We got there at around 9:00pm, the place wasn’t very crowded but there was a decent amount there. My sister grabbed something to eat and we proceeded to walk around through the park. The first thing that was evident about the place, or rather the people, was that at least 60% were smoking. Now I have nothing against smokers, but when so many people are smoking cigs at the same time it’s really fricking annoying to walk through all the second hand smoke clouds! The best part is that Keansburg even has a carnival game where you can win cigarette packs!
Anyway, we checked out the Go-Karts at the north end of the park, mostly hoping to see someone spin out or crash into another car. No luck with that unfortunately. We then headed down to the southern end of the park where many of the park’s better rides are located, including the Wildcat, an old Schwarzkopf Wildcat model.
We debated on either riding Double Shot, a small S&S drop tower or Wildcat along with an almost mandatory spin on the park’s old Spook House. We decided on Wildcat due to nostalgia; my sister’s track record on that coaster goes back since she was just over the height limit to ride.
Wildcat certainly has been improved over the years. At one point they only had two cars running on the ride; now it looks like they have about five nicely refurbished cars. The ride was also painted a few years back with a light purple track with white support color scheme. Unfortunately they still only allow one car to be running through the circuit at a time which makes the line a little longer than it has to be.
The ride itself seemed much faster than I remembered with some very forceful (as in lateral force) helix portions. There was even a decent amount of airtime over some of the abruptly dropping hills. The downward helix just before the final brakes in particular seemed much faster as well; the car rocketed around the final corner and slammed into the ‘stop on a dime’ brakes. Nice coaster and not too expensive at $4.50 (compared to most fairs around the area that charge $5-6 for a good flatride.)
Next was the Spook House, another nostalgic ride. This particular dark ride is one of, if not the oldest Pretzel manufactured dark rides in existence. It uses big old model A Pretzel cars and follows a hectic, twisting layout. Most of the props are older and covered with Day Glo paint which make them light up if a black light is shined upon it.
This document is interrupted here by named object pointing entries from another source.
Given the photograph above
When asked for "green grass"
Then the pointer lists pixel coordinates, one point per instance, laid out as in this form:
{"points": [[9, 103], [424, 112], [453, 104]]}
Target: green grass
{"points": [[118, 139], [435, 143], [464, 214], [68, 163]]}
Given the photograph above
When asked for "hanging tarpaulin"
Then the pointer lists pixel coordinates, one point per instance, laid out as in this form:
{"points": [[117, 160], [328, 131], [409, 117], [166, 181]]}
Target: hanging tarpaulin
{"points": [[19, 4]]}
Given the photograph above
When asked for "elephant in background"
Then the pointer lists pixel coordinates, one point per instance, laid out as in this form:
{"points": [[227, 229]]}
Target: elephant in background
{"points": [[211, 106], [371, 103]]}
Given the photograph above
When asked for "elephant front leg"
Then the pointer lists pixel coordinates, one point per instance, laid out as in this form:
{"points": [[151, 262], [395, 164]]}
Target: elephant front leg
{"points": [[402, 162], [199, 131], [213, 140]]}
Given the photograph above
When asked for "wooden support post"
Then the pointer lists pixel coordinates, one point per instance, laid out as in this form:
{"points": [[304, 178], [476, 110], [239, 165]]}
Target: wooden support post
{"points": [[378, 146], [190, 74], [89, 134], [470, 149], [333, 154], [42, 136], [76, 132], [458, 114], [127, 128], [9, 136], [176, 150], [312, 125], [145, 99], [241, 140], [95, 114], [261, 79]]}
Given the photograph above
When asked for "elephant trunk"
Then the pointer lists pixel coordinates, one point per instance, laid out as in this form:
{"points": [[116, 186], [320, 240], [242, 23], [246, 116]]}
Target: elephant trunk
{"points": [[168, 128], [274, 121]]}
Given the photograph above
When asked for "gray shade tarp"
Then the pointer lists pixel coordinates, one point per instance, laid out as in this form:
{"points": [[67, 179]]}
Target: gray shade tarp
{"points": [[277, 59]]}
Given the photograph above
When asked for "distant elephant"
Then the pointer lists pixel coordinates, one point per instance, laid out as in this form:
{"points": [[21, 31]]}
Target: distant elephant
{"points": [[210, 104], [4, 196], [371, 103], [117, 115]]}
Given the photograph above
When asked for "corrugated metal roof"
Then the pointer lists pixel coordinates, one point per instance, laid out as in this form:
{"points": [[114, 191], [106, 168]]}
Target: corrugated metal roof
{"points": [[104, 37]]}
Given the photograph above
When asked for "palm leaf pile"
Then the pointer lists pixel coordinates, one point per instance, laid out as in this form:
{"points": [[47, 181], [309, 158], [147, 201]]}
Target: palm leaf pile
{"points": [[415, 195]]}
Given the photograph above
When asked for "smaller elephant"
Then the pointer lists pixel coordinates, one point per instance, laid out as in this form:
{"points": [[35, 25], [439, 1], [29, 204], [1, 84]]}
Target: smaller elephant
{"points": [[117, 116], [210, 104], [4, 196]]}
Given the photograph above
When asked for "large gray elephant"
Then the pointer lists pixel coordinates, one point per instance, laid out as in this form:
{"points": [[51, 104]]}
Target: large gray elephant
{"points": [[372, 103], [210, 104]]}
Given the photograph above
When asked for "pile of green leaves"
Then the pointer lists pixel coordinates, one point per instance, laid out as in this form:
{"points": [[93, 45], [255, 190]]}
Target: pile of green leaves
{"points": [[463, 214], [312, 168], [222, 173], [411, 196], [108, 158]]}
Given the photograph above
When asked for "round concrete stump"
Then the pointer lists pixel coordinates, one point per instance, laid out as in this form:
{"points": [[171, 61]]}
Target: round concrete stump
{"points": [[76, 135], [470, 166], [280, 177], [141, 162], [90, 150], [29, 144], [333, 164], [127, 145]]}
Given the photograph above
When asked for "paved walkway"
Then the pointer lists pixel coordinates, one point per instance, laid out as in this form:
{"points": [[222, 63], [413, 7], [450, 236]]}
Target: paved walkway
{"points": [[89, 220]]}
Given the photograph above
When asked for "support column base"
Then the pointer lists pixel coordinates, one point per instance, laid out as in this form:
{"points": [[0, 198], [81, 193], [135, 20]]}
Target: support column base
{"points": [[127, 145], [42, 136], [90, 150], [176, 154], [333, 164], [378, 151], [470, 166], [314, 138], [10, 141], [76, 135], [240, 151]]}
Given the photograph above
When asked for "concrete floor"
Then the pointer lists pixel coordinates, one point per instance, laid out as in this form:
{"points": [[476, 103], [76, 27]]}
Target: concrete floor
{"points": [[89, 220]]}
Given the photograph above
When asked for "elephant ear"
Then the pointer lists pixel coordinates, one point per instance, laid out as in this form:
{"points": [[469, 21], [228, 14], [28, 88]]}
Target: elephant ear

Now I always remember the inside of this ride being pitch black, but it wasn’t this time. It was still pretty dark but you could also see some of the layout ahead of you and even other cars traversing the track. Part of the fun on this ride was not knowing where you were at any moment due to the darkness. Also there’s points where the cars come very close to each other, probably on purpose to create a near crash effect. Usually it’s so dark that you can’t see the other car until it’s right there, this time however the other car was visible leading up to the location.
Other than that the ride was still a lot of fun with all of the old props and sound effects. Plus the constant turning of the car is kind of disorienting and at some points it even feels like the car had just broke free from the track and is rolling into who knows what! Here’s a great page about the Keansburg Spook House that has a lot of photos of the props and (incredibly tight) layout.
After the Spook House we just milled around a bit, got some zeppolies, and left at around 11:30pm.